While Nersa had initially proposed a 96c/kWh tariff for biogas, Taylor noted that a number of producers had made submissions at the hearing that a higher tariff would be needed.

This was owing to the fact that, unlike with landfill gas where no or little material handling was required, biogas producers had to pump material in and out of the power plant on a daily basis, as well as dispose of material.

CAE was hopeful that a tariff of between R1,20/kWh and R1,40/kWh for biogas would be set.

Once the tariff structure was decided on and PPAs signed with Eskom, this would allow the project developers to increase the size of the power generation plant.

Taylor noted that CAE was hoping to boost the output of the plant to about 500 kW by the end of this year and to 750 kW by early 2010.

The power plant was already fully imbedded into the national grid, but used an electronic switchgear, which managed the amount of power generated by the plant. This allowed it to ensure that the farm imported between five and ten kilowatts of power from Eskom at all times, but did not push any of its generated power to the grid, as it did not yet have a generating licence.

The rest of the piggery’s power requirements of about 75 kW, above the five to ten kilowatts imported power, was generated by its own plant, saving the piggery some electricity costs, said Taylor.

The switchgear adjusted the power generation of the plant in accordance with the rise or drop in consumption of the piggery.

Taylor highlighted that the plant would be able to immediately export up to 70 kW/d to the national grid as soon as it receives permission to do so. This could increase to about 700 kW within a few months.

The electronic switchgear was the only imported equipment at the power generation plant, with all other equipment and software having been designed and constructed in South Africa, said Taylor.

He noted that CAE had put an emphasis on assembling and developing local technology, reducing the need to import equipment on a Euro-based cost.

This approach could save developers up to 30% when compared with imported equipment.

Taylor explained that the electronic switchgear was, however, imported as this was equipment that Eskom had previously scrutinised and approved for use.

This was imported from the US through another partner on the project, Denco Automated, said Taylor.

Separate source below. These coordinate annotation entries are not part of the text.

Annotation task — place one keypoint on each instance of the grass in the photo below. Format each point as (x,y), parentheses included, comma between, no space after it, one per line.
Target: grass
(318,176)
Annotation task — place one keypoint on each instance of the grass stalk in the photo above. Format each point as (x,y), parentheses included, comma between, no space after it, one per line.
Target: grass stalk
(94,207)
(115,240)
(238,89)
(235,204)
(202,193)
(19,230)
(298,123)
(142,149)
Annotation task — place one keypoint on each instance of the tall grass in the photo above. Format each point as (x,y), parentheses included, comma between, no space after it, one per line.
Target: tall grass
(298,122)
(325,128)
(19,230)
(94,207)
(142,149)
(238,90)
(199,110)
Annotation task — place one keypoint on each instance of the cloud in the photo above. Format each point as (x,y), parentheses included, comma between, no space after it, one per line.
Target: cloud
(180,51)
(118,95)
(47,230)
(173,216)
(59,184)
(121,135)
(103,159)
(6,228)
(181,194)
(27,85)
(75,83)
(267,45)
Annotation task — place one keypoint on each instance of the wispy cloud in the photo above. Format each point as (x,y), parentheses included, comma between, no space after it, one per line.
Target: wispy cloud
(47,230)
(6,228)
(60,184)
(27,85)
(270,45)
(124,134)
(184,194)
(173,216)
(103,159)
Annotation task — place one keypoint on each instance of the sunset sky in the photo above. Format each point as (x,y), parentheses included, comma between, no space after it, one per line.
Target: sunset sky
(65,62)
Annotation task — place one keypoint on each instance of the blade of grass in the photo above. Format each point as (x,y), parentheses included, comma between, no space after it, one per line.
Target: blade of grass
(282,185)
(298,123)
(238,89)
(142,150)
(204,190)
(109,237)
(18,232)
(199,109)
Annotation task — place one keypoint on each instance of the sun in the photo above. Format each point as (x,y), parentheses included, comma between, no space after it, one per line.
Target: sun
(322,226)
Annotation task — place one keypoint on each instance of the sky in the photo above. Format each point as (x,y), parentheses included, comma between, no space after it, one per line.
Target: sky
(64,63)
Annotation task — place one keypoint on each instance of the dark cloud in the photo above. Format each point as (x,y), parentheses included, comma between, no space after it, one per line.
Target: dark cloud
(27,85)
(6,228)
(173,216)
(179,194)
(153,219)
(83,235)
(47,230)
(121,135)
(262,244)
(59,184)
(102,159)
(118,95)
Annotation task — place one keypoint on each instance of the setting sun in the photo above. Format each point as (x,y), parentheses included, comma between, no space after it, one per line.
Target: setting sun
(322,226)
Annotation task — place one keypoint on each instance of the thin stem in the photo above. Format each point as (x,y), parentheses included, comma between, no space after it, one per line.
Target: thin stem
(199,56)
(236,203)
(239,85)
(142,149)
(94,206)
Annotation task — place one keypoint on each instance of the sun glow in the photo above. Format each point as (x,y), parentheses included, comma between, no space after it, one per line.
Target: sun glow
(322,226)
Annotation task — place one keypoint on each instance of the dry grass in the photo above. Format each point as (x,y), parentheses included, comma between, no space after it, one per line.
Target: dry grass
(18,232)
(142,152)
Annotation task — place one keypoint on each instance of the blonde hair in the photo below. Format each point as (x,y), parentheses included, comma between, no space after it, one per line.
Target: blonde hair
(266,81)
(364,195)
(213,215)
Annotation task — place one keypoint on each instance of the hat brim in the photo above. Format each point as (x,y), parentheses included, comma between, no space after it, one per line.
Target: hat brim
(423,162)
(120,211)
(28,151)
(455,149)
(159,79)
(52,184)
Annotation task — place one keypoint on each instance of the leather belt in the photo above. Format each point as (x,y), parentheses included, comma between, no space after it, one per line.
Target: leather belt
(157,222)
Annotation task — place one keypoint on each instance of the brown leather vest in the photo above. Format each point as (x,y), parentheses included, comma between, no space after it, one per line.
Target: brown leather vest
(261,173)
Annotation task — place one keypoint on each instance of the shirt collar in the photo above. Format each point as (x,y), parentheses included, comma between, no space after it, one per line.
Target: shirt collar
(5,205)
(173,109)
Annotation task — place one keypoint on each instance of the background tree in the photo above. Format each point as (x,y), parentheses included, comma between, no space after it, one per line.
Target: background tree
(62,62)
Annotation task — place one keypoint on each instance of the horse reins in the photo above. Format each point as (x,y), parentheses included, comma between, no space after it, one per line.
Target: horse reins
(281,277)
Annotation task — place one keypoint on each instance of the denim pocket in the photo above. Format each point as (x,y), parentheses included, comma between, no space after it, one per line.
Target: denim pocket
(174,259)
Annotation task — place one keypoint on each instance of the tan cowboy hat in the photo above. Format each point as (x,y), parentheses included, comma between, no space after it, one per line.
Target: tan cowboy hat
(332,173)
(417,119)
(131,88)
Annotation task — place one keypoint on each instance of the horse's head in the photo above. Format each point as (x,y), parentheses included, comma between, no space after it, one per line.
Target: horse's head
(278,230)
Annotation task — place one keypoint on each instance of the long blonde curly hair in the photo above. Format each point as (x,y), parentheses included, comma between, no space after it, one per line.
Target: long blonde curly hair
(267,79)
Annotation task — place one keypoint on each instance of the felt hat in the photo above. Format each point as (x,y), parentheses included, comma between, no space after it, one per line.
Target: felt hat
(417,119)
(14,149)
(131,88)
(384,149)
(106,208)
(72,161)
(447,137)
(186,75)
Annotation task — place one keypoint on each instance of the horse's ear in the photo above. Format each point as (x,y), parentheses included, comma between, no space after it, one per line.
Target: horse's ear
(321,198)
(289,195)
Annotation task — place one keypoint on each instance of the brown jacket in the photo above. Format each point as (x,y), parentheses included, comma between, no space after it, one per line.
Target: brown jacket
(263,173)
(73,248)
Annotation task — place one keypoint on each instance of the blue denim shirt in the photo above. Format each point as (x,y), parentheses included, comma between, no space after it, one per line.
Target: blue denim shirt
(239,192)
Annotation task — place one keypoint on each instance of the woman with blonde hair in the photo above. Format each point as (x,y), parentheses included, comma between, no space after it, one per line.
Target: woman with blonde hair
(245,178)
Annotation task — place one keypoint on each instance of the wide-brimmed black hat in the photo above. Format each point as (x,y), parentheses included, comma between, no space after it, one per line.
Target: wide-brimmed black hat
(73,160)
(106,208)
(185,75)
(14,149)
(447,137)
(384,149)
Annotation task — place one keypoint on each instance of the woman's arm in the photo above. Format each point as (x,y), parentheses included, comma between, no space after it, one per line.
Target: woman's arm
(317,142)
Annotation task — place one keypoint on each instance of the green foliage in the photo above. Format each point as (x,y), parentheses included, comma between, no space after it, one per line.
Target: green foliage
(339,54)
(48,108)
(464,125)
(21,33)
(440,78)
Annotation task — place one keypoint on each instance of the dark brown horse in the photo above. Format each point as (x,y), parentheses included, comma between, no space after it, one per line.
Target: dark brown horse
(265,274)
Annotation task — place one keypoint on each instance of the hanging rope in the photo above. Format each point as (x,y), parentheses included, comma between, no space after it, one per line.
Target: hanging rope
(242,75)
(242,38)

Meanwhile, Taylor noted that the Humphries Boerdery was a “pioneering project”, with many other opportunities to develop similar power generation projects in South Africa available.

CAE was aiming to provide services as a complete turnkey project developers for other piggeries in the country.

Taylor noted that there were at least 40 other piggeries that could immediately follow the model used at Humphries Boerdery. CAE was currently negotiating with 20 piggeries in Gauteng and KwaZulu-Natal, while another piggery in the Western Cape had shown an interest in rolling out the model at ten of its farms.

While piggeries were the most attractive projects, total mixed ration diaries, intensive chicken farming operations and wastewater treatment plants could also benefit from biodigester and power generation projects.

All these operations had significant opportunity to develop projects under the Clean Development Mechanism and trade carbon credits.


Taylor, meanwhile, highlighted that the Refit legislation, as well as amendments to the National Environmental Management: Waste Act No 59 of 2008 would further promote the benefits of biogas projects.

The amendments made to the National Environmental Management: Waste Act would make it essential for implement proper biodigesters and conduct proper processing of waste.

The Refit would also allow for reasonable profits that could justify the initial investment in power generation equipment, if projects were run in a professional manner, said Taylor.